Little Golden Notebook

Where fiber art, inspiration, and words meet.

Kitchener Stitch Bind Off

Also known as grafting bind off and long tail tubular bind off (and probably a few other names). It matches the tubular cast-on. They both make the edges of 1×1 ribbing (k1, p1) look super snappy and make the edge stretchy without flaring. It’s worth learning and worth the extra time it takes to bind off this way, as seen on the hem & sleeve cuff of my Old Town cardi. (In an unusual turn of events, I appear to actually be patting myself on the back for nice finishing work. Weird.)

Edges bound off with kitchener stitch bind off

Today I learned that it’s also possible to “knit” kitchener stitch; I say “knit” and not knit because you’re still pulling the working yarn all the way through the stitches, you’re just using a knitting needle instead of a darning needle to do it. It’s probably a good way to learn kitchener stitch, but I’m going to stick with the darning needle, which is really just a short skinny knitting needle with a hole in it anyway.


6 responses to “Kitchener Stitch Bind Off”

  1. I used kitchener stitch to join the gusset on a wool soaker and preferred the darning needle. I also knitted the last row of each piece using smaller needles so that the finished stitches were more similar in size to the originals once I’d fiddled with them and joined them. It’s a very handy technique, the cuffs look lovely. 😊

    1. It is a very handy technique – I always feel like a bit of a magician when I use it, too.

  2. I’ve only heard of Kitchener stitch in relation to binding off toes of socks…never from a single piece of fabric. I’m intrigued and am going to check it out!

    1. It’s really useful in a lot of different situations!

  3. This stitch is really pretty simple, but for whatever reason, I can never remember how to do it, and I have to go back to my reference books to read the step-by-step every time!

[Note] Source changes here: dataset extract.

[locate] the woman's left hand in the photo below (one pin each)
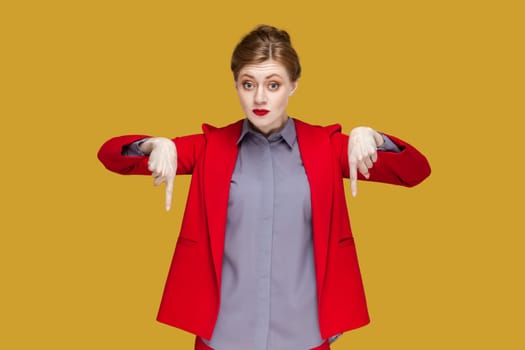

    1. It might help to think of it this way: you’ve got knit stitches on your front needle, purls on the back. The first time you go into/process a stitch, you go in the opposite way of what the stitch is: purlwise for knit stitches, knitwise for purl stitches. The second time, you process it the way the stitch is and slip it off the needle (knitwise for knit stitches, purlwise for purl stitches).I just follow this and the rule of processing 2 stitches on each needle every turn (1 for the 2nd time, the other for the 1st). The only difference is the set up & the final 2 stitches, where you work 1 stitch on each needle. HTH!